Chipmakers, chip buyers, funds contend with differing motives

TOKYO -- A week away from the March 29 deadline for tendering bids for Toshiba's memory chip business, potential buyers are seeking partners for joint offers, with rivals, customers and investment funds negotiating a web of conflicting interests.

Toshiba aims to sell a majority of the unit to be spun off next month, dubbed Toshiba Memory. With a value estimated at 1.5 trillion yen to 2 trillion yen ($13.3 billion to $17.8 billion), the business would be difficult for a single company to afford on its own.

Toshiba's development capabilities are highly regarded. The company invented NAND flash memory, for which demand has soared for use in smartphones and data centers. Yet not all of the memory unit's 10-plus suitors are after this know-how.

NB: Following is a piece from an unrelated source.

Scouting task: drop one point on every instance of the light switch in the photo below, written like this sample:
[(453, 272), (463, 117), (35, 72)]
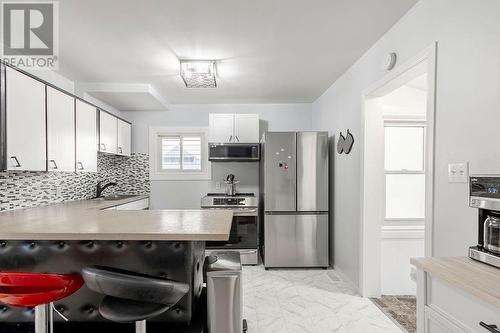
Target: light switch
[(458, 172)]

Rivals Western Digital and Micron Technology, both of the U.S., and South Korea's SK Hynix, are eyeing Toshiba's share of the global flash memory market, where the Japanese industrial group is the second-largest player. Buying Toshiba's memory operations would let any of these chipmakers stand shoulder to shoulder with No. 1 Samsung Electronics.

For Western Digital in particular, this offense is also a form of defense. SanDisk -- acquired by Western Digital last year -- and Toshiba have operated chip fabrication facilities in Yokkaichi, Japan, through a joint venture for more than 15 years. With more than 1 trillion yen already invested in the facilities on Western Digital's side, the company cannot afford to let another player into the venture.

With flash memory prices climbing in a tight market, personal computer and smartphone makers that buy chips, such as Hon Hai Precision Industry, are considering bids in hopes of securing a steady NAND supply.

Investment funds have set their sights on Toshiba to capitalize on this rise in memory prices. These firms would seek to recoup their outlays via a public listing or sale.

Japanese government-affiliated financial institutions, such as the Development Bank of Japan or the public-private Innovation Network Corp. of Japan, are also considering buying into the memory unit. Chinese, South Korean and Taiwanese suitors are expected to tender bids, raising concerns in Tokyo about the potential for outflows of vital technology. Toshiba has requested government support as well.